History

United Kingdom
- Name: Snipe
- Namesake: Snipe
- Ordered: 8 December 1942
- Builder: William Denny and Brothers, Dumbarton
- Laid down: 21 September 1944
- Launched: 20 December 1945
- Commissioned: 9 September 1946
- Decommissioned: 1953
- Identification: Pennant number: U20
- Fate: Scrapped in 1960

General characteristics
- Class & type: Modified Black Swan-class sloop
- Displacement: 1,350 tons
- Length: 283 ft (86 m)
- Beam: 38.5 ft (11.7 m)
- Propulsion: Geared turbines; two shafts;
- Speed: 20 knots (37 km/h) at 4,300 hp (3,200 kW)
- Complement: 192 men + 1 Cat
- Armament: 6 × QF 4 in Mk XVI anti-aircraft guns; 12 × 20 mm anti-aircraft guns;

= HMS Snipe (U20) =

Modified Black Swan-class sloop

HMS Snipe was a modified Black Swan-class sloop of the Royal Navy. She was laid down by William Denny and Brothers, Dumbarton on 21 September 1944, launched on 20 December 1945 and commissioned on 9 September 1946, with the pennant number U20.

==Construction and design==
Snipe was originally planned to be built in the Royal Navy's 1940 Supplemental shipbuilding programme, by the Clydebank shipbuilder John Brown & Company, but this order was cancelled, and Snipe and sister ship were re-ordered from William Denny and Brothers on 8 December 1942. Snipe was laid down at Denny's Dumbarton shipyard on 21 September 1944, was launched on 20 December 1945 and completed on 9 September 1946. She was allocated the Pennant number U20, which changed to F20 in 1947, when Snipe, like all other sloops in the Royal Navy, was redesignated as a frigate.
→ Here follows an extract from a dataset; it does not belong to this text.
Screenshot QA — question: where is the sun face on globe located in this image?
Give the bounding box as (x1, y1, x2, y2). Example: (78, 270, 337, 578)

Snipe was the sixth ship of that name to serve with the Royal Navy.

The modified Black Swans were 299 ft 6 in long overall and 283 ft 0 in between perpendiculars, with a beam of 38 ft 6 in and a draught of 11 ft 4 in at deep load. Displacement was 1350–1490 LT standard and 1880–1950 LT deep load depending on the armament and equipment fitted. Two Admiralty three-drum water-tube boilers provided steam to Parsons geared steam turbines which drove two shafts. The machinery was rated at 4300 shp, giving a speed of 19.75 kn.

The ship's main gun armament (as fitted to all the Modified Black Swans) consisted of 3 twin QF 4 inch (102 mm) Mk XVI guns, in dual purpose mounts, capable of both anti-ship and anti-aircraft use. Close-in anti-aircraft armament varied between the ships of the class, with Snipe completing with two twin and two single 40 mm Bofors guns. Anti-submarine armament consisted of a split Hedgehog anti-submarine mortar, mounted either side of the 'B' 4-inch mount, together with 110 depth charges. The Modified Black Swans had a crew of 192 officers and other ranks.

==Service==
Snipe joined the North America and West Indies Station after commissioning in September 1946. Two apparent attempts at sabotage were noted in September 1946, with powder being found on a thermometer pocket on one of the ship's turbines. One of the ship's engineers was convicted at court martial of failing to report the sabotage, preventing it from being properly investigated, and was severely reprimanded by the court. In January–February 1948, Snipe took the Governor of the Falkland Islands, Miles Clifford, on a tour of British dependencies in the Antarctic, with the ship helping to re-establish British bases in Graham Land and the South Shetland Islands. Snipe encountered the Argentine minesweeper and tug Charrue in the South Shetlands, and while both sides accused the other of trespassing in territorial waters, relationships between the Argentine and British crews were described as cordial, with food supplies being exchanged. The ship remained attached to the North America and West Indies Station, except for returning to the United Kingdom for refits and changes of crew, until 1952, when she joined a flotilla of frigates in the Home Fleet. In February 1953, Snipe landed a party of Royal Marines on Deception Island in Antarctica to destroy an Argentinian and a Chilean military base; an action known as the Deception Island incident.

After attending the Coronation Review in June 1953, she joined the Fleet Reserve at Devonport. The ship was then transferred to Barry's Reserve Fleet Subdivision and placed on the destruction list for demolition by J Cashmore in Newport in Monmouth. It arrived in tow at the demolition site on 2 August 1960.